中国・天津市の爆発事故で現場から「神経ガス」が検出されたと地元テレビが報じました。もともと第二次世界大戦中に兵器として開発された歴史をもつ「神経ガス」。日本では20年前の1995年3月に起きた「地下鉄サリン事件」でばらまかれたことでも知られています。「神経ガス」の恐ろしさとは?
第2次大戦中にドイツが殺虫剤の研究から開発したタブンなどが最初の神経ガスといわれています。その後、米国、イギリス、スウェーデンもより少量で致死量に達するものを開発。運動に関係した酵素が働かなくなり、呼吸筋のまひなど症状を引き起こすことで、窒息死させます。
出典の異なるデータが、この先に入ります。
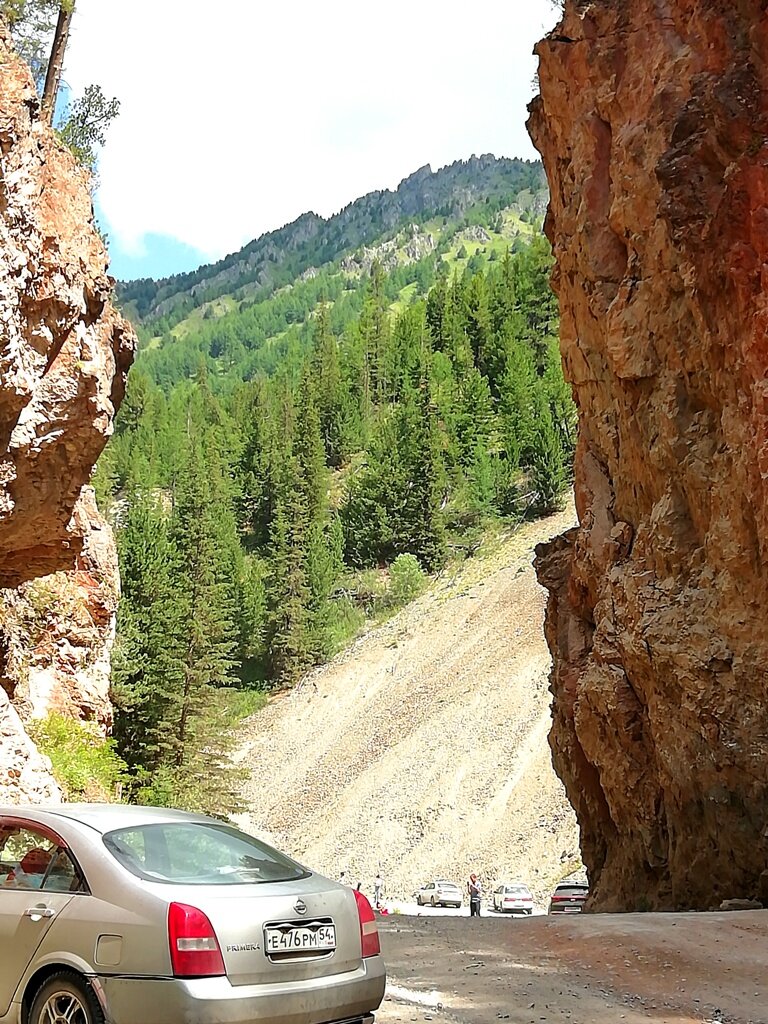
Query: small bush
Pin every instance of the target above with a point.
(407, 580)
(85, 764)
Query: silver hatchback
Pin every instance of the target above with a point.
(131, 914)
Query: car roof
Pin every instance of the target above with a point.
(103, 817)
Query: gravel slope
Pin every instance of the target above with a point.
(421, 752)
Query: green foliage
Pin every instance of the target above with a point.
(84, 125)
(407, 580)
(85, 765)
(287, 467)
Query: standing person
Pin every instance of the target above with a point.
(475, 892)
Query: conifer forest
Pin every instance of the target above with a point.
(293, 460)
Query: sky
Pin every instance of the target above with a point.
(238, 116)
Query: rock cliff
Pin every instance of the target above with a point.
(65, 353)
(652, 122)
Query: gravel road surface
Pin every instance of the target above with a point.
(588, 969)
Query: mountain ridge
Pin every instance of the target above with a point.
(283, 254)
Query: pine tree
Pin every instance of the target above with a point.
(147, 662)
(291, 640)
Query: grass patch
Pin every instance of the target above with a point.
(85, 764)
(243, 704)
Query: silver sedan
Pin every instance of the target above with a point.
(132, 914)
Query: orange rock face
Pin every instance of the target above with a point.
(652, 122)
(64, 349)
(65, 354)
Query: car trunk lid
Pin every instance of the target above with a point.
(284, 931)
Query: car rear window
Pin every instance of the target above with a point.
(199, 853)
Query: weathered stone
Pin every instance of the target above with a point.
(65, 353)
(64, 349)
(652, 122)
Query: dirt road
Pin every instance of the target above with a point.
(590, 969)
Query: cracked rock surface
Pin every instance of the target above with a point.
(65, 353)
(652, 122)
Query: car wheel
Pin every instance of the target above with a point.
(67, 997)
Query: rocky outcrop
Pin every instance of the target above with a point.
(652, 122)
(65, 353)
(56, 632)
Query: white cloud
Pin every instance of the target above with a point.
(238, 116)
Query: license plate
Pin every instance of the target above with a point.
(290, 939)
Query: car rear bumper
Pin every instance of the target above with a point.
(346, 997)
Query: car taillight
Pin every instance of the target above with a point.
(195, 948)
(369, 931)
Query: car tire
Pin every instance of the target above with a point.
(66, 995)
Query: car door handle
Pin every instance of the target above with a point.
(37, 912)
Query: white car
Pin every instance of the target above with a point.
(439, 893)
(513, 897)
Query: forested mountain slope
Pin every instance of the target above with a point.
(281, 256)
(290, 464)
(422, 752)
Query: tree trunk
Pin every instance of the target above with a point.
(55, 64)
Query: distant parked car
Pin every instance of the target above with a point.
(135, 913)
(568, 897)
(439, 893)
(513, 897)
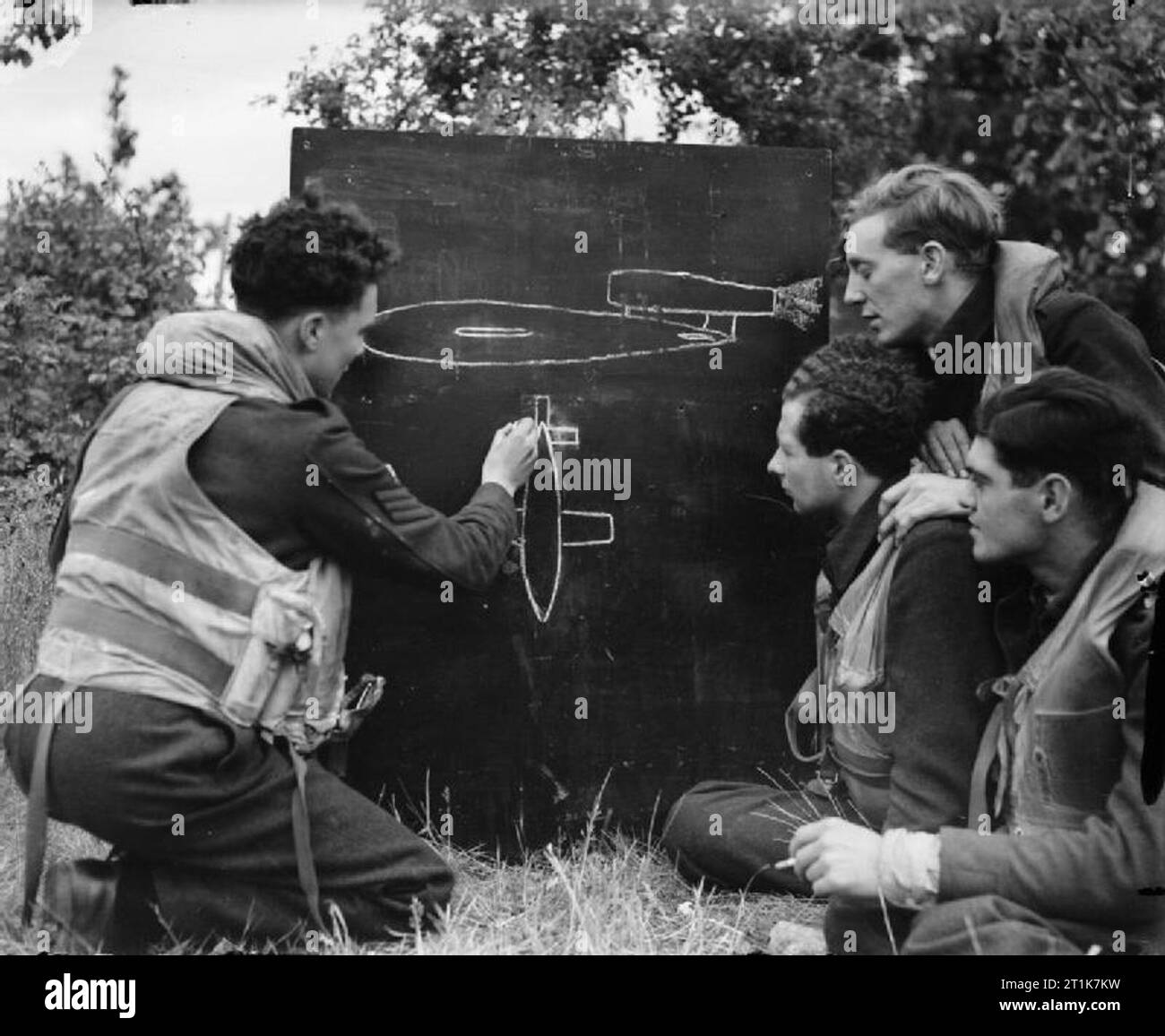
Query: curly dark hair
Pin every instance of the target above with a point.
(306, 255)
(1066, 422)
(861, 398)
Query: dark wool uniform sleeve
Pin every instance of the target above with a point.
(1083, 333)
(364, 516)
(939, 648)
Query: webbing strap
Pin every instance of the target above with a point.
(36, 822)
(301, 831)
(859, 765)
(978, 806)
(142, 637)
(166, 565)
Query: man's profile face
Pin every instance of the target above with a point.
(341, 341)
(888, 286)
(1005, 519)
(807, 480)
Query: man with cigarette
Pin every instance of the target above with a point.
(1064, 850)
(203, 565)
(902, 627)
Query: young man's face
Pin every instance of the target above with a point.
(1005, 522)
(807, 480)
(338, 341)
(888, 284)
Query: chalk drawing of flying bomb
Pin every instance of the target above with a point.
(479, 332)
(546, 528)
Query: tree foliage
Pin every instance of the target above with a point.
(1058, 105)
(85, 267)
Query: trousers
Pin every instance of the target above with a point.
(205, 807)
(729, 834)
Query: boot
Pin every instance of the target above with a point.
(100, 906)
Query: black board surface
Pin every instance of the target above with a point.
(640, 637)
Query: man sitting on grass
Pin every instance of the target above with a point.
(1061, 850)
(903, 640)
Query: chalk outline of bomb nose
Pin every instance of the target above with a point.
(551, 436)
(792, 303)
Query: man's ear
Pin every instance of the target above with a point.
(936, 263)
(1056, 496)
(843, 469)
(310, 330)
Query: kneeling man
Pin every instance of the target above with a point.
(1061, 850)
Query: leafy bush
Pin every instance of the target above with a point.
(85, 268)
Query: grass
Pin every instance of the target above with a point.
(604, 895)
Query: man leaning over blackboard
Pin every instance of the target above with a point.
(203, 569)
(890, 713)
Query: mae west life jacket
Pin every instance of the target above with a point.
(158, 592)
(850, 669)
(161, 593)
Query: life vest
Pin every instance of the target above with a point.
(1070, 682)
(160, 593)
(850, 662)
(1025, 274)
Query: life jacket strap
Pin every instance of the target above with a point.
(36, 822)
(142, 637)
(301, 833)
(867, 769)
(152, 559)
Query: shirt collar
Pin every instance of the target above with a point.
(851, 544)
(975, 317)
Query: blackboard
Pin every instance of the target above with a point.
(645, 303)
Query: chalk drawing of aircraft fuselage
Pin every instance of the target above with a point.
(481, 332)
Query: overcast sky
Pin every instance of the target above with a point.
(194, 73)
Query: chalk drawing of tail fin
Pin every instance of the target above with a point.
(675, 291)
神経ガスを含む化学兵器としては、「サリン」や「VXガス」などが知られています。
サリン:神経に作用する。無色無臭で気化しやすい。青酸カリの数十倍の毒性がある。
VX:神経ガス。皮膚などから吸収され、サリンと同等以上の毒性をもつ。
イペリット:カラシ臭があり、マスタードガスとも呼ばれる。皮膚にやけどのような症状を起こす。吸い込むと肺や気管がただれ、死亡する。
1994年6月、長野県松本市でオウム真理教による「松本サリン事件」が起きました。8人が死亡、約600人が重軽症となりました。神経ガスを使って市民を無差別に襲ったテロは世界で初めてとされています。
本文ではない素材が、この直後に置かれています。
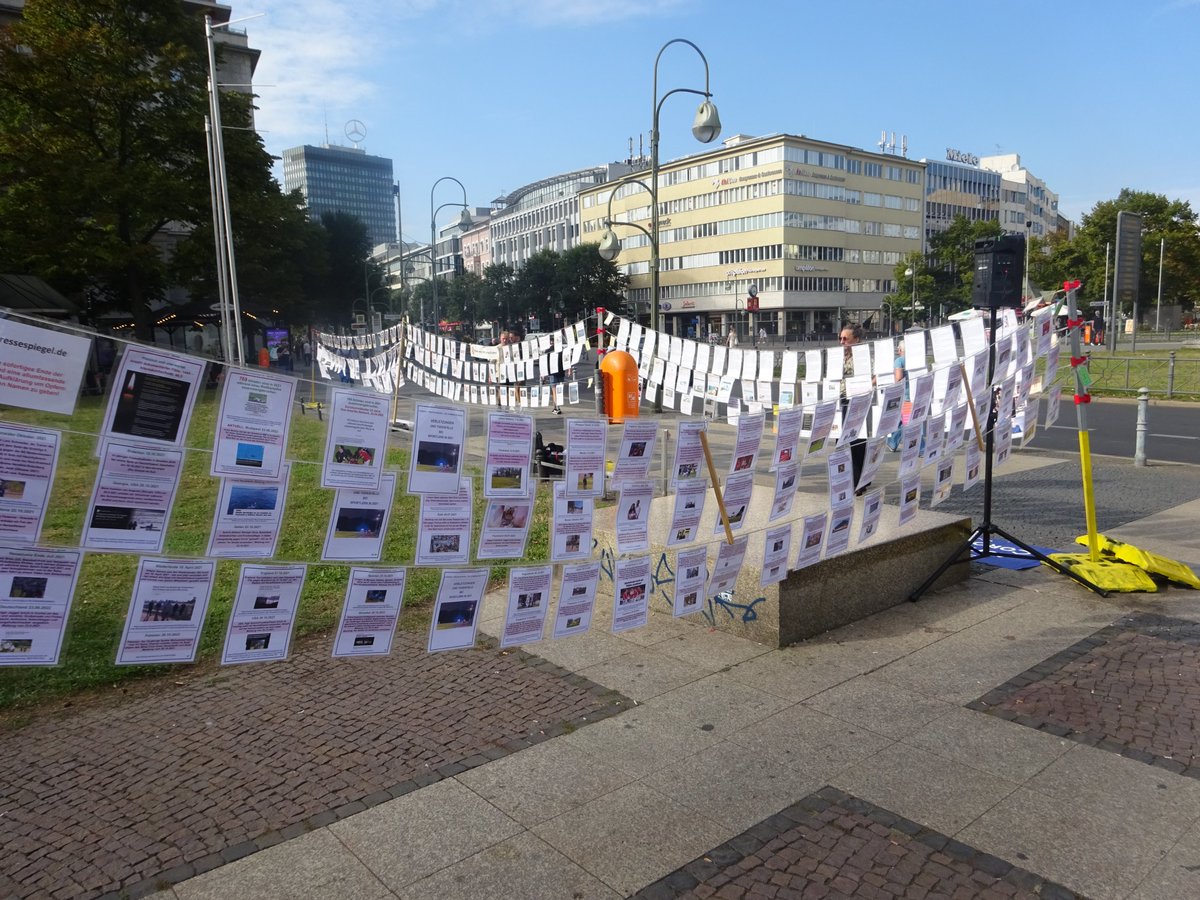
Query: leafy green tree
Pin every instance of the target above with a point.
(348, 247)
(497, 294)
(586, 280)
(102, 150)
(900, 309)
(1173, 221)
(952, 262)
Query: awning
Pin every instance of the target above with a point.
(29, 294)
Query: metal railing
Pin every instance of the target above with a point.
(1167, 376)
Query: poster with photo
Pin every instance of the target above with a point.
(873, 459)
(873, 508)
(689, 459)
(786, 478)
(570, 537)
(357, 444)
(910, 497)
(630, 593)
(264, 611)
(456, 611)
(153, 396)
(840, 521)
(911, 438)
(633, 521)
(439, 436)
(29, 457)
(253, 423)
(787, 436)
(738, 491)
(359, 522)
(747, 443)
(249, 515)
(509, 455)
(777, 550)
(841, 477)
(444, 526)
(576, 599)
(171, 599)
(691, 575)
(636, 451)
(891, 408)
(811, 539)
(853, 423)
(41, 369)
(971, 467)
(730, 559)
(373, 599)
(687, 511)
(528, 604)
(132, 498)
(823, 414)
(585, 465)
(942, 481)
(505, 529)
(36, 587)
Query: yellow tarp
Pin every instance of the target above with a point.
(1107, 574)
(1152, 563)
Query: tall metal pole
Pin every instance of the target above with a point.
(1110, 311)
(219, 241)
(1158, 309)
(654, 181)
(223, 185)
(433, 243)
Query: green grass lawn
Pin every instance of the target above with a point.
(106, 581)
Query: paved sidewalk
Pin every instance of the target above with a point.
(951, 747)
(217, 766)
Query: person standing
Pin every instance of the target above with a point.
(849, 336)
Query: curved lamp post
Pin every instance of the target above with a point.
(912, 271)
(463, 222)
(706, 126)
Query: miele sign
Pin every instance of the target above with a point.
(959, 156)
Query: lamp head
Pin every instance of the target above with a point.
(707, 124)
(610, 245)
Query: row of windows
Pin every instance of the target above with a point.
(793, 283)
(771, 252)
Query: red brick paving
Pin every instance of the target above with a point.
(124, 795)
(833, 845)
(1133, 688)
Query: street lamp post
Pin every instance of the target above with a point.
(706, 126)
(912, 271)
(463, 222)
(1158, 307)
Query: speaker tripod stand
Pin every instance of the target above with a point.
(987, 528)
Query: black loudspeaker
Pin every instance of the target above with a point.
(999, 267)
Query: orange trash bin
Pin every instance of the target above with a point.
(618, 376)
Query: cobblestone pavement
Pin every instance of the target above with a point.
(1132, 688)
(833, 845)
(125, 795)
(1045, 505)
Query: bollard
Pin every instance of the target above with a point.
(1139, 454)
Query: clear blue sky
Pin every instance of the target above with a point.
(1095, 96)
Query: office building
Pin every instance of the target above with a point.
(815, 228)
(545, 215)
(1026, 203)
(345, 179)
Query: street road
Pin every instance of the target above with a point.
(1173, 430)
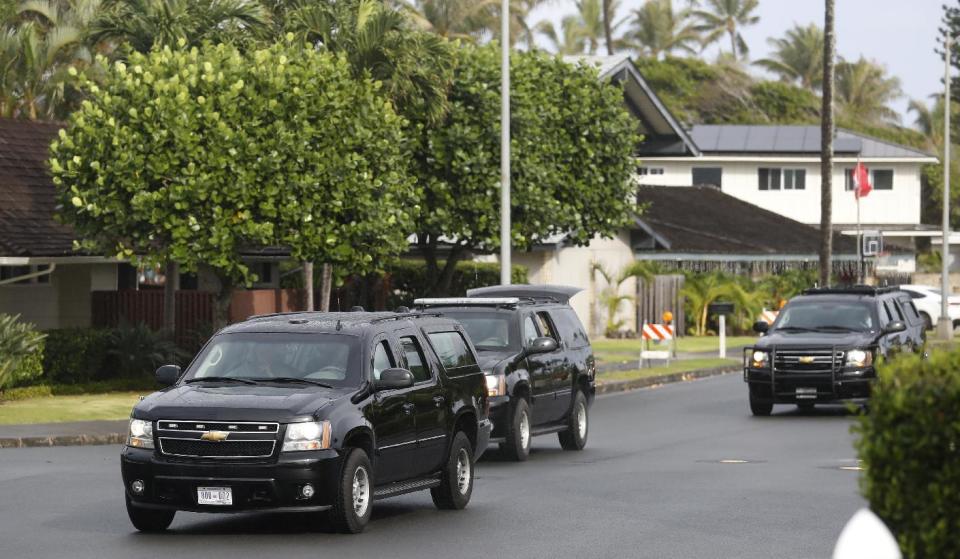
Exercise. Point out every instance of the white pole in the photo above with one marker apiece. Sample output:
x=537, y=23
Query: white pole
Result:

翌年の1995年3月には「地下鉄サリン事件」が発生します。東京・霞ケ関駅を通る地下鉄日比谷線、千代田線、丸ノ内線の計5本の車内で、オウム真理教の幹部らがサリンを散布。13人が死亡し、6千人以上が重軽傷を負いました。関与した教団元代表の松本智津夫(麻原彰晃)死刑囚ら10人の死刑と4人の無期懲役が確定しています。
内戦が続くシリアでは、神経ガスなど化学兵器の使用をめぐって国際問題に発展しています。2013年8月には、、国際NGO「国境なき医師団」(MSF)が、同組織が医療援助をしているダマスカス県の三つの病院で、神経ガスの症状を示す患者を、21日午前中の3時間で約3600人受け入れたと発表しました。355人は死亡したとされています。
神経ガスについて、反体制側はアサド政権の関与を指摘していますが、政権側は使用を否定しています。
2015年8月8日、国連安全保障理事会は、シリアで化学兵器の使用者を特定する調査機関の設置決議を全会一致で採択しました。決議の作成は、化学兵器使用の責任追及を求める米国が主導して調整にあたり、親アサド政権のロシアも賛成しています。